7 Children's Health Insurance Program Reauthorization Act, Public Law 111-3, 111th Cong., 1st sess. (January 6, 2009).
8 Health outcome for resource investment and net health benefit reflect quantitative concepts and are aspects of the concept of value discussed in Chapter 3.
9 Federal Advisory Committee Act, Public Law 92-463, 92nd Cong., 2nd sess. (October 6, 1972).
10 The terms aspirational goal, benchmark, and target as used in this report are defined in Box 2-1 in Chapter 2. An aspirational goal is the ideal level of performance in a priority area (e.g., no patients are harmed by a preventable health care error; all diabetes patients receive a flu shot—unless contraindicated). Benchmark is the quantifiable highest level of performance achieved so far (e.g., the benchmark among states would be set at 66.4 percent of diabetes patients received a flu shot because that represents the highest performance level of any state).

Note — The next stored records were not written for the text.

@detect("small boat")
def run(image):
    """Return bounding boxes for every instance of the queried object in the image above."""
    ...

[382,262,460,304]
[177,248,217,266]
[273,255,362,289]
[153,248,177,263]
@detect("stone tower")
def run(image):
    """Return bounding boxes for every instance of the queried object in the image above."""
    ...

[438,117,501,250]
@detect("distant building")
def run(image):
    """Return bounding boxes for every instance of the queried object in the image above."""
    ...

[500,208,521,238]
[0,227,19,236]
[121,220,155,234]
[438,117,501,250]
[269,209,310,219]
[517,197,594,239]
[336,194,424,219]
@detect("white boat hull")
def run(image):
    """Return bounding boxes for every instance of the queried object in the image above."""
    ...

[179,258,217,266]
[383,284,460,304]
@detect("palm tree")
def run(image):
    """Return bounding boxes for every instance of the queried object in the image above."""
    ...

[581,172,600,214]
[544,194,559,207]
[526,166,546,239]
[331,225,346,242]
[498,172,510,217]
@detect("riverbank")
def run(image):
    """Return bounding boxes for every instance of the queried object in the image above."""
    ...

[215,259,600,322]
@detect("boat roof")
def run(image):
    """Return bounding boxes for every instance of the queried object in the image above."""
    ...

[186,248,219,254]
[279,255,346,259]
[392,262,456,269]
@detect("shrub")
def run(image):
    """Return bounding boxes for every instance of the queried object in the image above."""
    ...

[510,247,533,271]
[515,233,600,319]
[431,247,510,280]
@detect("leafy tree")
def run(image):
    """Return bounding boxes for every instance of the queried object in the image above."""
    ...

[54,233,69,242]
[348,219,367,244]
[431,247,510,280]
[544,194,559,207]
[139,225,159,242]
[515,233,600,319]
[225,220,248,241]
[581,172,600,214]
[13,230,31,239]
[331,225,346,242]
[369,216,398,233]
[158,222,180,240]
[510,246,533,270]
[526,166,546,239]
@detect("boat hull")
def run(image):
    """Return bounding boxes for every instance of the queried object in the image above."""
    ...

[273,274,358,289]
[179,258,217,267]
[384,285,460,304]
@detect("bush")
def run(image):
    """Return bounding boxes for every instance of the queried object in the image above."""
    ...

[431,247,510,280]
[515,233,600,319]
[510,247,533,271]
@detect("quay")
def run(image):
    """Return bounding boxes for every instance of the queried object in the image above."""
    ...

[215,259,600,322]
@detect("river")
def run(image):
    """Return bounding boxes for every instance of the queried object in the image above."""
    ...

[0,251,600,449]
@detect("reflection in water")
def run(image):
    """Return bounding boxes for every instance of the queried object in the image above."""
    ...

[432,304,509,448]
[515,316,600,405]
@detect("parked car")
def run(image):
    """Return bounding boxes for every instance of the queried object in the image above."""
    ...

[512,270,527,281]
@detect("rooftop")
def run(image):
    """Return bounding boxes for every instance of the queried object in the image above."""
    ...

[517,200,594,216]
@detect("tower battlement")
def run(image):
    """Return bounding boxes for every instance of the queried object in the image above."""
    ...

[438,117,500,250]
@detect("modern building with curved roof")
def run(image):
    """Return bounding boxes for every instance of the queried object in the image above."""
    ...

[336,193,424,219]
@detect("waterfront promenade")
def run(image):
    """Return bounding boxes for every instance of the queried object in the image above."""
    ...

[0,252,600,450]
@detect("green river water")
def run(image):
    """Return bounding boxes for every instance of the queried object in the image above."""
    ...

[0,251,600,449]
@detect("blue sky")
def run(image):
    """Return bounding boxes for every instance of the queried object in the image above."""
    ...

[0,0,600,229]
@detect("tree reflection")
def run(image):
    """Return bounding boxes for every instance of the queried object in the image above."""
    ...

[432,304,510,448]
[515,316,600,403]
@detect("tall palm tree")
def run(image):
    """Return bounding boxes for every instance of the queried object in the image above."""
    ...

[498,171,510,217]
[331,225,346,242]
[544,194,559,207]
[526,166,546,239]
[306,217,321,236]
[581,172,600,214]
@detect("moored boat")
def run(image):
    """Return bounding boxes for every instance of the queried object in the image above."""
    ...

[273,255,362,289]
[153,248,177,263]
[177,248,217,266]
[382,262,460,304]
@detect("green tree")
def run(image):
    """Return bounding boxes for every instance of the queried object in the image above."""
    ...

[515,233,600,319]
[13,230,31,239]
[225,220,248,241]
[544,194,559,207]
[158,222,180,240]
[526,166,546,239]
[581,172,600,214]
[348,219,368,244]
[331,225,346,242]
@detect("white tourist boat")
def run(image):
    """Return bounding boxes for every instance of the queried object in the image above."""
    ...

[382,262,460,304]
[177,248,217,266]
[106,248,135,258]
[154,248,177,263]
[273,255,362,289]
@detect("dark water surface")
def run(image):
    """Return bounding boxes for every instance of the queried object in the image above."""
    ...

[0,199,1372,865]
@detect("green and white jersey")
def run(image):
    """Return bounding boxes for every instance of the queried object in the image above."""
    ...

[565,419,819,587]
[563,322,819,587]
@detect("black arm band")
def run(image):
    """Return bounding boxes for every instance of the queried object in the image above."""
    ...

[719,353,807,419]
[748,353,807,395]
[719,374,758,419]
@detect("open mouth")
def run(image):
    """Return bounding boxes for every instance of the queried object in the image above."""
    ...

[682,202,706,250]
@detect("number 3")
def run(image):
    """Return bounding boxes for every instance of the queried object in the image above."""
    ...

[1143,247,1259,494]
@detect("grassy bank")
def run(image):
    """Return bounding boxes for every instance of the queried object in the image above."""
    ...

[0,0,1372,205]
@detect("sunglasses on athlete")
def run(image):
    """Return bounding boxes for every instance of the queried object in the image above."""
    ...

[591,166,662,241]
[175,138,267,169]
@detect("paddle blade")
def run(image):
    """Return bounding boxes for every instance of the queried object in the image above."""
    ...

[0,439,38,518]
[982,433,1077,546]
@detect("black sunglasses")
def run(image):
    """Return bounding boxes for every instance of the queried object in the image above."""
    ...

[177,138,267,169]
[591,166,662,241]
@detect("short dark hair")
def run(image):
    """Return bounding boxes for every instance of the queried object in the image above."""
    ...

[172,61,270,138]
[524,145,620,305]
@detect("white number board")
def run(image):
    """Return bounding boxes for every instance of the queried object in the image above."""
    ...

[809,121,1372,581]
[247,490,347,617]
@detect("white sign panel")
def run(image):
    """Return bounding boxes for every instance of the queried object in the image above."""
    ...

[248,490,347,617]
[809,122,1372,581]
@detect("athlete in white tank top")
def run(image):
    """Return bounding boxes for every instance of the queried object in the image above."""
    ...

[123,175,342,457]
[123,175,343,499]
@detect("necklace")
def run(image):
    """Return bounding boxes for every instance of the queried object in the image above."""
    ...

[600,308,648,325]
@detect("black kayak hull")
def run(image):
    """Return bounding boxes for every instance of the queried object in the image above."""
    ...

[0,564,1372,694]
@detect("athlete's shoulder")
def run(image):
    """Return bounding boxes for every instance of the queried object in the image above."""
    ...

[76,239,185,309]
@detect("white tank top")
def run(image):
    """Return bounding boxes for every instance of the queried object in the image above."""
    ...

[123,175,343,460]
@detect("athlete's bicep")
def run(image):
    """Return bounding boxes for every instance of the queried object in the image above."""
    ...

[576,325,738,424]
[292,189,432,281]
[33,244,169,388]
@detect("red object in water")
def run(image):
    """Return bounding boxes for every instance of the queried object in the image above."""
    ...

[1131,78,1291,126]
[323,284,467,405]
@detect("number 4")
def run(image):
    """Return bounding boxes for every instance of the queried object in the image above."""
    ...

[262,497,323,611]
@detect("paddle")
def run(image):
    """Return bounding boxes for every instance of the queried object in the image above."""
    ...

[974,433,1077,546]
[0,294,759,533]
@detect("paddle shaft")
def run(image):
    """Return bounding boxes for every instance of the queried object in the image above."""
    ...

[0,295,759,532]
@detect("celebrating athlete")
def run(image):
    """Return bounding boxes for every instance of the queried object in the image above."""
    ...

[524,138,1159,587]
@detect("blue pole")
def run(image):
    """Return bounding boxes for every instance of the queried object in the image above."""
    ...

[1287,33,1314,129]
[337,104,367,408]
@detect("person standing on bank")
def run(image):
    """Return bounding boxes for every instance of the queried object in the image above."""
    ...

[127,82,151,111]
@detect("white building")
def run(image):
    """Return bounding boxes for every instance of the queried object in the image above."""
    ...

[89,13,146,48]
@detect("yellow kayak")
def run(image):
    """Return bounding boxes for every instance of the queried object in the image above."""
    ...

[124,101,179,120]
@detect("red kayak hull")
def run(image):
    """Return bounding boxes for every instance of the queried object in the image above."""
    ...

Target is a quantifiable level of actual performance to be achieved relative to goal, usually by a specific date (e.g., by January 1, 2015, 75 percent of diabetes patients will receive an annual influenza shot).
11 The IOM report Priority Areas for National Action: Transforming Health Care Quality (IOM, 2003) set about identifying priorities for quality improvement, specifically to identify areas for actionability; the report used the term impro ability—the extent of the gap between current practice and evidence-based best practice and the likelihood that the gap can be closed and conditions improved though change in an area.